Nantz Rickard (at podium) with respondent Robert Arcamona.
Courts Need New Standards for Adjudicating Defamation on the Internet
Something vile is published about you on the Internet. It is insulting, untrue and even defamatory. You are itching to sue, but the item was posted anonymously. What can be done?
In some cases, the internet service provider can be compelled by court order to reveal the name of the anonymous trash-talker. But the legal standards for doing so are cloudy and uneven.
In the brave new world of defamation relief on the Internet, Catholic University fourth-year law student Nantz Rickard says it’s time to rethink how things are done.
“Current First Amendment jurisprudence and defamation law also do not clearly address the newly expanded Internet world of publishers,” says Rickard.
Her March 25 lecture, “Ensuring the Tail Doesn’t Wag the Dog: States’ Balancing of Defamation Pleading Standards Against Protecting a First Amendment Right to Anonymity,” relied for its arguments on the slim body of court jurisprudence that has dealt with the issue so far.
Only three state high courts of last resort, two of them just last year, have addressed what a plaintiff is required to show before a court should order an Internet service provider to irreversibly disclose an anonymous party’s identity.
In Rickard’s view, “A test should be the standard for all state and federal courts—a toolbox of weights for both the plaintiff’s and defendant’s sides of the scales that the court may apply with sensitivity to the unique circumstances of each case.”
What would such a test involve? First, an evidentiary showing by the plaintiff that is the same as would be required to survive summary judgment on the defamation claim. Second, that unlike the usual approach taken by courts in deciding motions for summary judgment, the claim should be reviewed in the light most favorable to the plaintiff, rather than the defendant. And third, that the court should be required to consider any First Amendment concerns that may be present before ordering the disclosure of an anonymous party’s identity.

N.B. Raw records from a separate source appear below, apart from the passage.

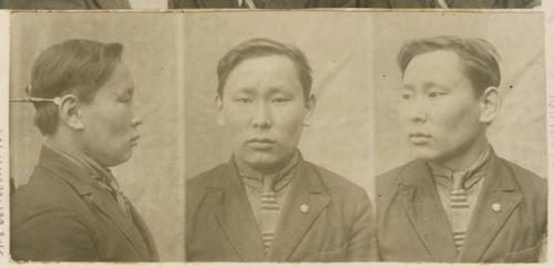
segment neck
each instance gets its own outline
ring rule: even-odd
[[[86,155],[84,148],[80,145],[75,136],[72,135],[72,133],[65,132],[61,127],[55,134],[45,137],[44,145],[73,157]]]
[[[443,159],[432,161],[434,164],[447,167],[453,172],[465,171],[470,168],[475,161],[478,161],[479,156],[486,150],[489,146],[489,141],[485,135],[481,135],[473,144],[469,145],[462,152],[454,152],[454,156],[447,157]]]
[[[247,172],[255,177],[264,177],[267,175],[277,174],[284,169],[288,169],[289,166],[294,165],[298,161],[298,152],[295,151],[293,155],[283,163],[267,167],[256,167],[235,155],[235,163],[239,169]]]

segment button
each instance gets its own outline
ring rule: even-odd
[[[310,210],[310,206],[302,204],[300,205],[300,212],[301,213],[308,213]]]
[[[500,205],[499,203],[492,204],[492,210],[495,213],[502,212],[502,205]]]

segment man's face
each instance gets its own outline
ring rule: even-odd
[[[106,167],[129,161],[138,140],[141,121],[133,113],[133,91],[127,68],[119,63],[94,99],[80,107],[83,150]]]
[[[245,60],[229,73],[218,99],[235,156],[252,168],[280,168],[296,151],[314,100],[305,102],[294,63],[285,56]]]
[[[417,158],[453,159],[484,135],[480,99],[454,52],[414,56],[403,83],[399,115]]]

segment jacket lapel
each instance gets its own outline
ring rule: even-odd
[[[215,217],[240,259],[264,259],[261,235],[233,161],[207,187]]]
[[[483,182],[478,205],[471,217],[468,237],[459,256],[460,261],[480,261],[522,197],[523,195],[515,186],[513,174],[493,152],[491,168]],[[500,205],[499,212],[492,209],[495,204]]]
[[[142,218],[141,214],[138,213],[138,210],[136,210],[136,208],[132,204],[130,204],[130,207],[131,207],[131,215],[133,217],[133,221],[135,223],[137,230],[141,233],[141,236],[143,237],[143,239],[146,243],[146,246],[148,248],[148,252],[151,256],[150,260],[158,261],[160,255],[157,252],[156,244],[155,244],[154,239],[152,238],[152,234],[150,233],[148,226],[146,225],[146,223],[144,223],[144,219]]]
[[[132,220],[122,213],[119,205],[107,192],[96,189],[90,196],[89,200],[122,230],[130,244],[133,245],[143,259],[151,259],[141,234],[138,234]]]
[[[410,164],[400,175],[398,187],[408,218],[433,260],[454,261],[452,231],[427,164]]]
[[[268,252],[268,260],[288,260],[330,199],[318,174],[309,168],[309,164],[301,156],[298,165]],[[309,209],[302,213],[300,206]]]
[[[55,174],[70,184],[83,198],[105,214],[115,226],[125,235],[129,243],[136,249],[138,255],[146,258],[146,248],[133,223],[121,212],[120,207],[110,194],[95,183],[95,178],[79,165],[60,155],[53,150],[43,146],[40,165]]]

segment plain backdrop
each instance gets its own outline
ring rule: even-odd
[[[202,12],[185,21],[186,175],[229,161],[216,124],[219,59],[235,45],[269,38],[298,47],[314,70],[317,99],[299,148],[305,159],[372,189],[371,33],[361,12]],[[370,193],[371,194],[371,193]]]
[[[130,162],[114,169],[123,192],[152,230],[163,260],[184,259],[184,133],[182,17],[154,13],[14,13],[11,21],[11,97],[23,97],[41,51],[68,39],[120,42],[135,82],[141,140]],[[27,182],[42,137],[34,107],[10,104],[11,175]]]
[[[547,174],[546,82],[543,16],[538,12],[381,12],[372,16],[376,104],[376,172],[412,158],[396,112],[402,86],[397,54],[406,42],[424,37],[483,38],[501,56],[503,105],[489,127],[497,155]]]

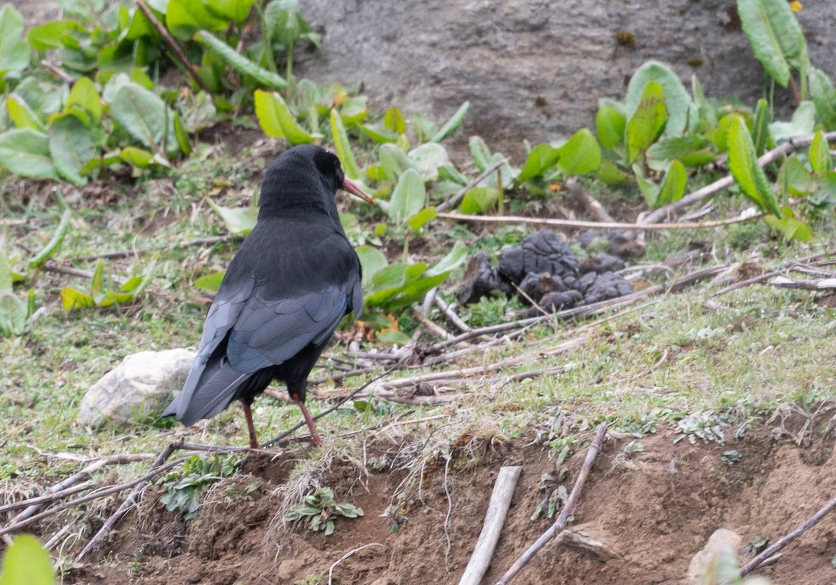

Robert Arcamona, legal correspondent for PBS’s MediaShift, served as the respondent to Rickard’s arguments.
Her presentation was the second in the 2010 Student Scholar Series. Founded by Professor A.G. Harmon (left, with Rickard) and now in its second year, the series was instituted to recognize notable legal scholarship produced by members of the student body during the academic year, and also to foster the skills associated with presenting and defending that scholarship in a professional conference-style setting.